Can't wait to leave this Friday 1/8/2010 - 1/15/2010
I'm leaving my phone at home. & completely excommunicating myself from American civilization. This is going to be great for me. & my poppa. Which is the reason why i'm going there in the first place.

Also, I'm bringing no souvenirs.
Can't wait.

On Purpose

& so I MUST give credit where credit is due and say that i stumbled upon this poem from one of my new followers http://tmelmoore.blogspot.com/ and, ironically, it's in the ballpark of my all-over-the-place emotions. This young woman is extremely talented and most, if not all, of her poetry I can most definitely relate too. I'd say a good 95% of this poem hits the spot, but don't get it twisted there are also some parts where i'm like "nah, but it'd be nice!" Lol Thank you!

Sometimes, on purpose,
I'll pick a fight. Just to see how long it goes,
if it'll last beyond the night.

Sometimes, on purpose,
I'll make myself cry.
Because I feel that you still see me,
like I'm just one of the guys.

Sometimes, you irk me.
Really, really irk me.
But I love you anyway,
because I know I do the same,
every other day.

Sometimes, you're really wrong.
And you know I'm right,
But insist on fighting your fight.
Give up sometimes, it'll feel better
than the struggle of who knows better.

Sometimes, alone I'll smile.
Because I know if I called,
you'd at least chat for a while.
In company or not, you've
always put me first...
Which is probably why I'm the girl
a chik will curse..

Sometimes, you're too stubborn.
But you wouldn't be you if you weren't.
I've accepted every flaw in you (not many),
And you know all of mine...
No one else today would truly spend the time
to get to know me. And that's fine.

Sometimes,
I wish we were married,
So I wouldn't have to fear being alone
it would be perfect.
I love you enough to say I do but I'm not in love with you
so you can do what you do...
And I know you get that!!!
Which would make our marriage even more true.

Sometimes,
I wish you'd take me seriously,
like when I feel like I might die and
you barely even ask why?
I do cry... out of anger..
And you're the only one that knows that.
Everyone else just thinks I'm sad, but fucc that.

Sad is of the weak,
but my tears are not defeat..
Rather a passive aggression that I choose,
I choose to avoid the aggravation.

Sometimes when I sleep,
I laugh to myself at your last story.
The funny one you told me?
It's a comfort when I'm angry.

Sometimes I miss you too much
Sometimes you become my clutch..
Sometimes, I'm not ready for us.
But the world's not ready for us.
Sometimes, I challenge my trust...
Just to see where it will lead us.
Sometimes I close my eyes and see you on the other side.
And that's when I know, You'll always be by my side.
Thank you.

Avispas




As corny as this video is, it's by one of the most authentic Dominican artists out there and i'd say the best musician i know to this day. You can quote me too, because i believe this. But, this is going to be my anthem for 2010. I feel it.
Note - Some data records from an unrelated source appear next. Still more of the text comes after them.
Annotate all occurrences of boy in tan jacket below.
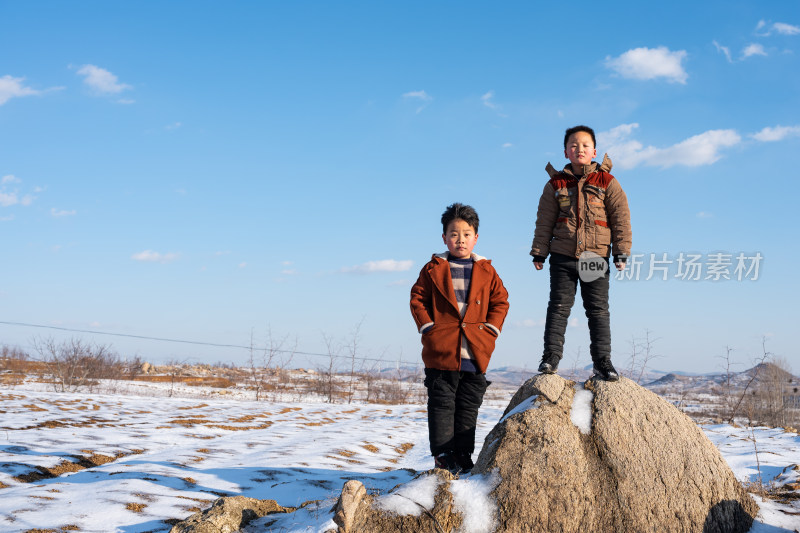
[530,126,631,381]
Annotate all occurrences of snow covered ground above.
[0,384,800,533]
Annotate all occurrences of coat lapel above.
[431,256,458,313]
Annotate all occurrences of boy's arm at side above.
[486,272,509,335]
[530,182,558,270]
[605,179,633,264]
[411,267,433,333]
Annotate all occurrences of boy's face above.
[442,218,478,259]
[564,131,597,170]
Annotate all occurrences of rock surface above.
[473,375,758,533]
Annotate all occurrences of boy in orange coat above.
[411,203,508,474]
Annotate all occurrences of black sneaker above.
[539,355,561,374]
[592,359,619,381]
[456,452,475,474]
[433,452,461,476]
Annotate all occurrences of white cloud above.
[403,91,433,102]
[756,20,800,37]
[597,123,742,168]
[131,250,178,263]
[606,46,689,83]
[342,259,414,274]
[772,22,800,35]
[0,76,41,105]
[750,126,800,142]
[78,65,131,94]
[403,91,433,113]
[713,41,733,63]
[742,43,767,59]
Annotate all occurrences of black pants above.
[544,254,611,362]
[425,368,489,455]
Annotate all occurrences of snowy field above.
[0,384,800,533]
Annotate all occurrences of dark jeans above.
[425,368,489,456]
[544,254,611,362]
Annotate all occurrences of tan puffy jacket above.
[531,154,632,261]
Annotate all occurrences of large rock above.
[333,470,462,533]
[167,375,758,533]
[474,375,758,533]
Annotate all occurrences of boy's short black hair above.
[564,125,597,150]
[442,203,479,233]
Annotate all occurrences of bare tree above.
[247,328,297,401]
[347,317,366,403]
[318,333,340,403]
[728,337,772,424]
[32,337,122,392]
[628,329,661,384]
[167,359,186,398]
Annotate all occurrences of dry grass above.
[13,450,144,483]
[125,502,147,513]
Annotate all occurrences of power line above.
[0,320,416,365]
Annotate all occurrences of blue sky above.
[0,1,800,372]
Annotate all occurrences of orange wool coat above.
[411,253,508,373]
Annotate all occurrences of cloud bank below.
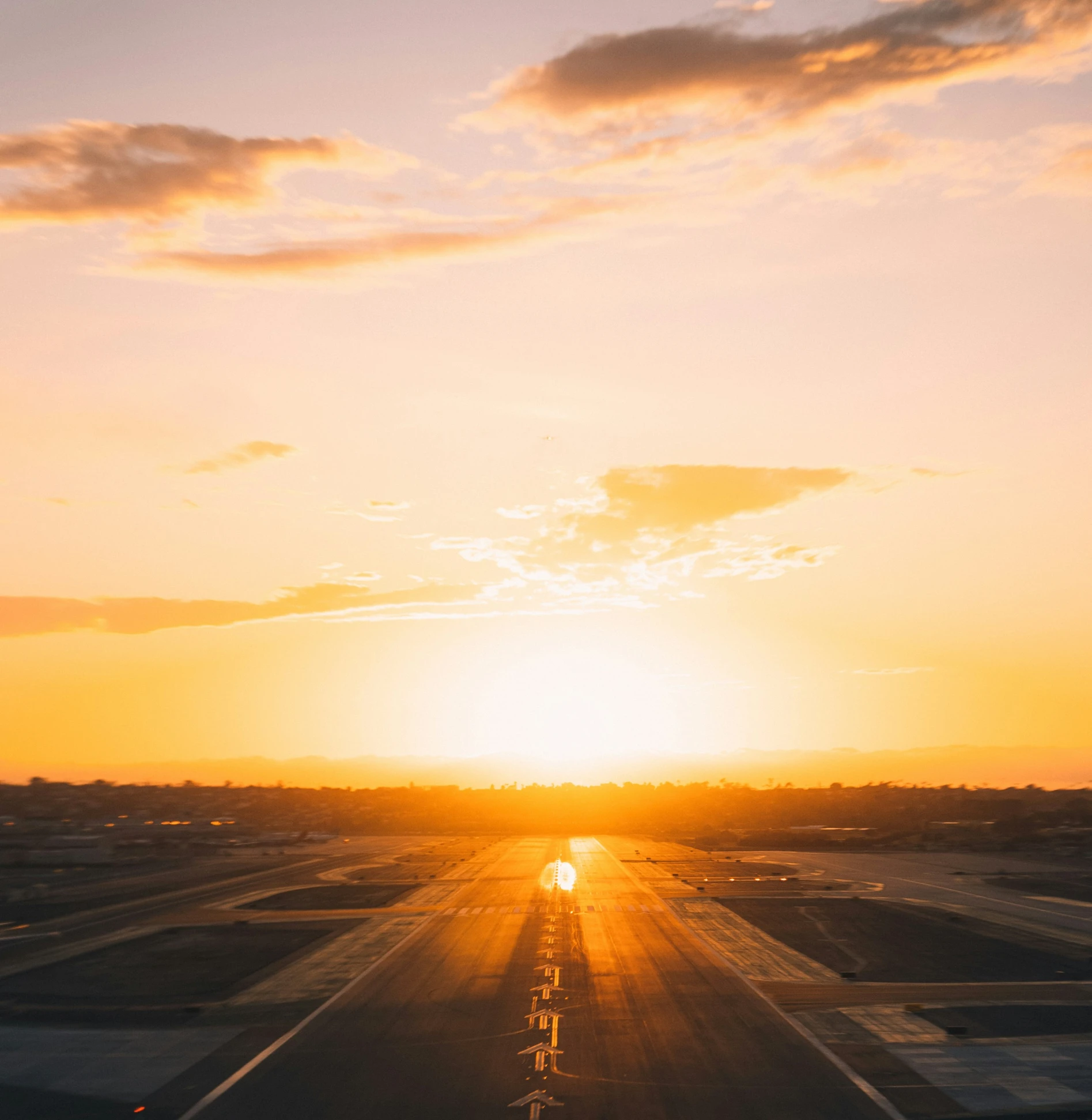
[0,459,857,637]
[0,121,406,224]
[429,464,855,610]
[471,0,1092,135]
[0,573,473,637]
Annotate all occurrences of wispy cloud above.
[326,500,410,521]
[0,121,413,224]
[184,439,297,475]
[135,196,632,280]
[473,0,1092,139]
[429,464,855,610]
[0,459,869,636]
[0,572,476,637]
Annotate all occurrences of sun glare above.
[539,859,577,890]
[476,652,674,781]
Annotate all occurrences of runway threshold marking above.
[178,852,517,1120]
For those who would like to look up the lyrics and translate it, it's called: Las Avispas by Juan Luis Guerra.

Enjoy

Sunday, January 3, 2010

Liberating

I'm slowly but surely starting the distancing process. From everyone except you, my oh-so-loyal blog.

But, before i get into any detail let me just say: Happy New Year!! 2010 - where everything will feel Brand New for the first couple months then people fall into regular complacency. It's the yearly cycle we all know and love.

Back to reality ..

And w/ this whole "distancing" thing; it doesnt mean i'm angry ..or i'm upset about anything because im really not..but i'm just not fully happy enough to where i'll remain in this "funk" so instead of trying to fix the problem ..i'm just going to remove myself from the equation ..and hopefully get better results.

Let's see how this goes because im extrememly adament on following this new regime.